Published: May 24, 2019 By
cropland transition model

Source: USDA NASS CDL Layer 


Climate is arguably the most significant force in environmental change. Cropland is directly affected by climatic changes through loss in soil moisture, increases in CO2 levels, changes in temperature, and extreme weather conditions. South-Eastern North Dakota is a widespread producer of spring wheat, corn, soybeans, and barley. These crops  are largely affected by weather patterns and changes in climate. Creating a state transition model helps predict hypothetical outcomes for crop production and informs management decisions farmers make, yielding an improved crop output.

What is a State Transition Model?

A state transition model shows transitions from one state to another due to a certain external variable. For example, a coniferous forest would transition to a deciduous forest due to a wildfire. Through a diagram, you can see a certain stratum undergo state transitions. A state to state transition has a probability attached. For example the probability of “Grassland” changing state to “recently burnt.”  The diagram below shows different transitions between states in the Savannah.

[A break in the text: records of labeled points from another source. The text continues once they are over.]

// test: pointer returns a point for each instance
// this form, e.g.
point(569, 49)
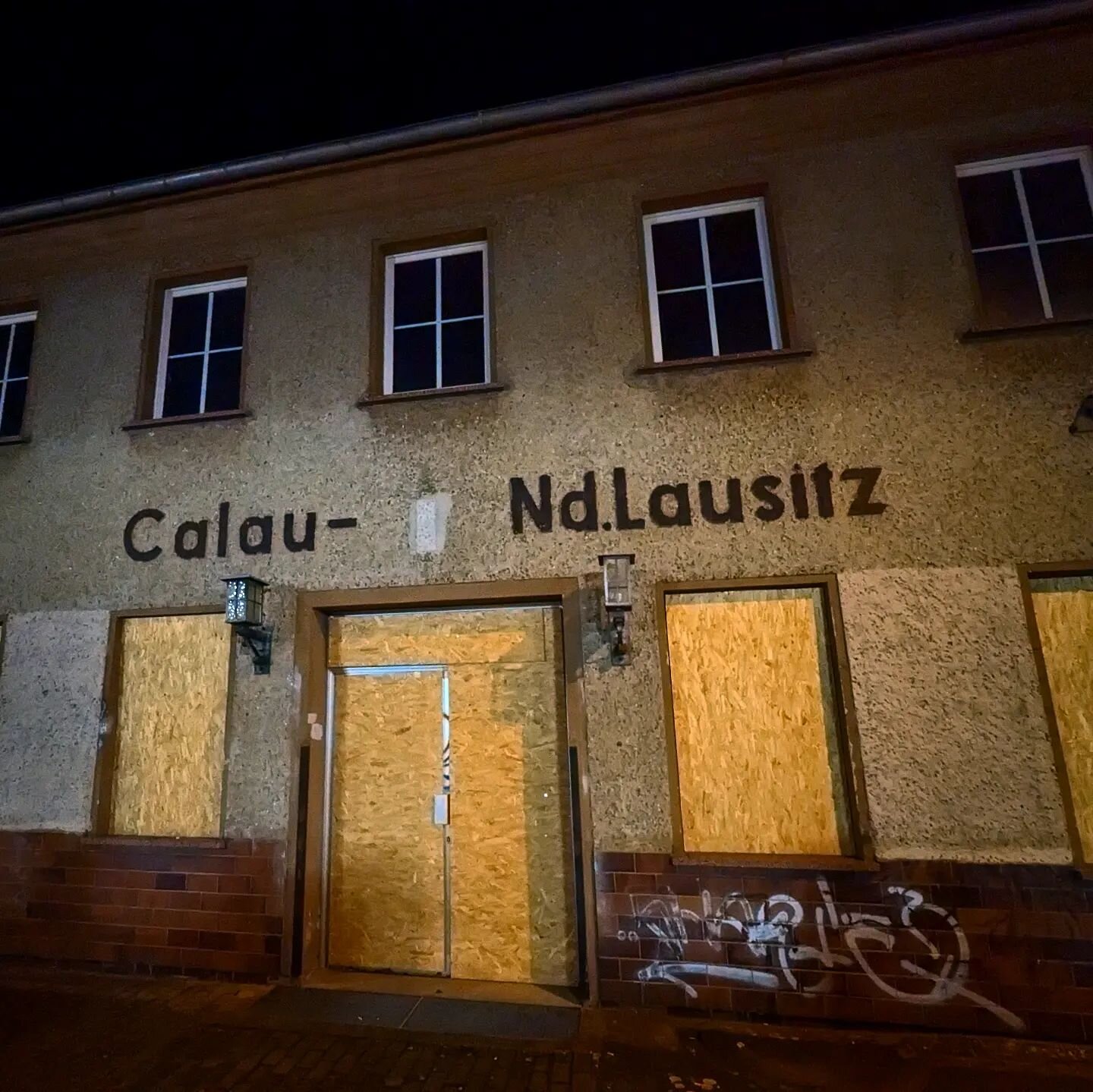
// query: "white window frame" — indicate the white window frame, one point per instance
point(754, 205)
point(436, 253)
point(169, 297)
point(5, 379)
point(1013, 165)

Source: Wiki Resilience Assessment

Figure 1: Each box indicates the type of state in the ecological system. The arrows indicate the transition to each state which is represented by ‘T1.’ ‘T1’ stands for transition one, ‘T2’ stands for transition two and so on.

SyncroSim Software

SyncroSim is a state transition software based off of Monte Carlo iterations. Monte Carlo iterations use a sample mean from each iteration to factor out uncertainty.  It is a framework for running scenario-based simulations. SyncroSim uses computer languages such as R Scripts to run models based on probabilities. These probabilities help output hypothetical scenarios. It provides better data visualization capabilities and decreases uncertainty compared to other state transition or agent based modeling softwares. You can integrate TIFF files into the program to run simulations across the cells in the image.

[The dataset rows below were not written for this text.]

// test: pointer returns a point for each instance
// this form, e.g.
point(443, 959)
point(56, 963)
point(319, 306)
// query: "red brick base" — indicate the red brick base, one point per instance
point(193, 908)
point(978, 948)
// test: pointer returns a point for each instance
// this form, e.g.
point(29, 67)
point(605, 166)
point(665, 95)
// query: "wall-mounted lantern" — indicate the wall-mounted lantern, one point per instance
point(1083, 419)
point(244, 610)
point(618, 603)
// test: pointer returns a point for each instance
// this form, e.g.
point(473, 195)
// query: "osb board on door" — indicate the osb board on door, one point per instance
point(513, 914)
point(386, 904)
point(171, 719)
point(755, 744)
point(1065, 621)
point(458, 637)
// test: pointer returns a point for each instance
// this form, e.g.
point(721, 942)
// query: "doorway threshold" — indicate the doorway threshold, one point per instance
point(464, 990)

Cropland State Transition Model

When creating a state transition model, start by identifying which state classes are being worked with. If a farmer were to decide to change the type of crop planted in a certain farming grid, you would have to know all the possible outcomes and variables that will create the maximum yield. The stratum, or initial layer of land that we are running a model over, can be called cropland. Next, one should identify the type of class-to-class transitions desired. In my cropland state transition I have four states, spring wheat, corn, soybeans, and barley. From each state, I have classified five transition types: temperature, precipitation, harvest, erosion, and crop rotation. The model gives probability for each transition type.

Figure 2: Creating probabilistic transitions, on how states transition based on erosion, temperature or harvest. A hypothetical probability is given on the likely chance the transition will occur. This creates a model like Figure 3 below.

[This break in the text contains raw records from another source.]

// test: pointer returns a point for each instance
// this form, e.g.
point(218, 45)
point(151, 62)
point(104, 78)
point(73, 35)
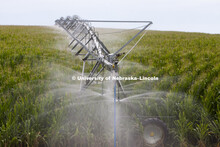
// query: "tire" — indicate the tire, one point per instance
point(155, 132)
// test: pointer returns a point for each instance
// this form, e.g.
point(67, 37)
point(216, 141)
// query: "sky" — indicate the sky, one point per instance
point(168, 15)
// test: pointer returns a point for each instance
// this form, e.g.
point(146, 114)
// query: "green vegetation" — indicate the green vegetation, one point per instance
point(34, 61)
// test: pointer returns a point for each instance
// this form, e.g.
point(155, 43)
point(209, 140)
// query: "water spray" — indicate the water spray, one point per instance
point(88, 45)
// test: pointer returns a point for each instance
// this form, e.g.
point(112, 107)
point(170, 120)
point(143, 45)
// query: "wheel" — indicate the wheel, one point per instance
point(155, 132)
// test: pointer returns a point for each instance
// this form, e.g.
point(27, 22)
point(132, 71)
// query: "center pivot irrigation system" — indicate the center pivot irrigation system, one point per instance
point(87, 43)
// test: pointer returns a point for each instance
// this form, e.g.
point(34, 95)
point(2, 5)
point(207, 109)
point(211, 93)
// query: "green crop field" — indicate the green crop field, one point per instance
point(37, 109)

Here is an example of utilizing the software using made of values as represented in the image above spring wheat has three transitions, or possible outcomes: spring wheat to barley due to erosion, which has a probability of 2.5%, spring wheat to soybeans due to temperature, which has a probability of 2.5%, and spring wheat back to spring wheat due to harvest, which has a 95% probability. These probabilities can be projected onto a reclassified TIFF image, which then predicts which crops stay as spring wheat versus switch to a different crop due to climate variables. Below is a possible cropland state transition model.

Figure 3: State and transition model in the Syncrosim software. Using the transition created in Figure 2.

Adding Spatial Dynamics to a Model with a Learning Curve

The model created is a made up model with made up variables. My probabilities are not based on any external variables such as related literature, statistical analysis, or professional expertise. That being said, below is an example of how the cells from a TIFF are given new states, calculated through Monte Carlo iterations to produce a new map based off of the probabilities given. The spatial dynamics that I ran are randomized to each cell because I did not set a minimum TST value (time-since-transition). This will allow for pixel values that are equal to change collectively instead of changing randomly with each individual cell. These images demonstrate how cropland of corn, (yellow) and soybean (orange) pixels are randomized for each probability, and the cell is changed to a different state.

Next Steps

State Transitions models have a multitude of benefits such as utilizing a finite number of input values, being able to look at a sequence of events or transition of stratum over a period of time, its use of tabular representation of the systems behavior, and the benefit of representing results in a less obvious way. The next steps for the state transition models is to run the cells dependent of each other, this can be done by classifying more advanced variables and giving each cell a range on a maximum and minimum direction it can run in. Working with a climate scientist on weather patterns and creating scientifically accurate probabilities is also a next step to better predict a hypothetical transition model. Lastly, reclassifying geoTIFF images to create new images that use a pixel value of one to represent a certain crop such as, corn, barley, or spring wheat, and all other pixel values as 0. This will help cells move more dependent of each other and will get rid of the randomization of cells.